Jury selection began Wednesday in the trial of a former Florida sheriff’s deputy charged with failing to confront the shooter who killed 14 students and three staff members at a Parkland high school five years ago, the Associated Press reports. The first four dozen prospective jurors in ex-Broward County Deputy Scot Peterson ’s child neglect trial were brought into Circuit Judge Martin’s Fein’s courtroom at mid-morning. Fein, prosecutors and Peterson’s attorney will spend several days winnowing through hundreds of prospects until they find a pool of 50 who say they could serve for the two months the trial is expected to take. Attorneys will try next week to agree on a panel of six and four alternates. Florida is one of six states that allow six-member juries for trials other than capital murder. The others are Arizona, Connecticut, Indiana, Massachusetts and Utah. All other states use 12-member juries in felony trials.
Peterson, 60, remained outside a three-story classroom building at Marjory Stoneman Douglas High School during Nikolas Cruz’s six-minute attack on Feb. 14, 2018. He is charged with seven counts of felony child neglect for four students killed and three wounded on the building’s third floor. Peterson arrived with his gun drawn 73 seconds before Cruz reached that floor, but instead of entering, he backed away as gunfire sounded.

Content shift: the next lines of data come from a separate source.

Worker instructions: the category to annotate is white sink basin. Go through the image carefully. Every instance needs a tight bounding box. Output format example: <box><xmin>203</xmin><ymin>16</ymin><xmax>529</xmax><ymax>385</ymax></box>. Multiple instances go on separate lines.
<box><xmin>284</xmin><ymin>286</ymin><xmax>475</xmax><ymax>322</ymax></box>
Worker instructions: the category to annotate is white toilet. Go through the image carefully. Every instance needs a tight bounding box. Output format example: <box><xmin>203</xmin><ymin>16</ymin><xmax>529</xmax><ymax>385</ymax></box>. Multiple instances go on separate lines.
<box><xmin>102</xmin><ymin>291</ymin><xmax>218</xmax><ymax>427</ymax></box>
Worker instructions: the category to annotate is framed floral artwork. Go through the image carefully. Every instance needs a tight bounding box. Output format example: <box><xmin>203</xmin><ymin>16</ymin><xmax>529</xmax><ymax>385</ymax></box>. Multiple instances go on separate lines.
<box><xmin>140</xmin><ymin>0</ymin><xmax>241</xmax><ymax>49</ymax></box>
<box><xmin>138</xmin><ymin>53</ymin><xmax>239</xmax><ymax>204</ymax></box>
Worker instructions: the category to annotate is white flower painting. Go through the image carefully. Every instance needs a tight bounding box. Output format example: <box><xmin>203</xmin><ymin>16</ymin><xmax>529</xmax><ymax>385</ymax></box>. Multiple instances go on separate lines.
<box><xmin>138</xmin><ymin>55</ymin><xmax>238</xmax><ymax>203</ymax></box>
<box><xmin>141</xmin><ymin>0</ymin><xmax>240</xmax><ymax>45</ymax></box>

He says he thought the shots were coming from outside the building, perhaps from a sniper. His attorney argues that under Florida law, Peterson had no legal obligation to enter the building and confront Cruz. Peterson is charged with three counts of misdemeanor culpable negligence for the adults shot on the third floor, including a teacher and an adult student who died. He faces a perjury charge for allegedly lying to investigators. Peterson retired after the shooting and was fired retroactively. Cruz pleaded guilty in 2021 to the killings. In a penalty trial last year, his jury couldn’t unanimously agree on whether he deserved the death penalty. The 24-year-old former Stoneman Douglas student was sentenced to life in prison.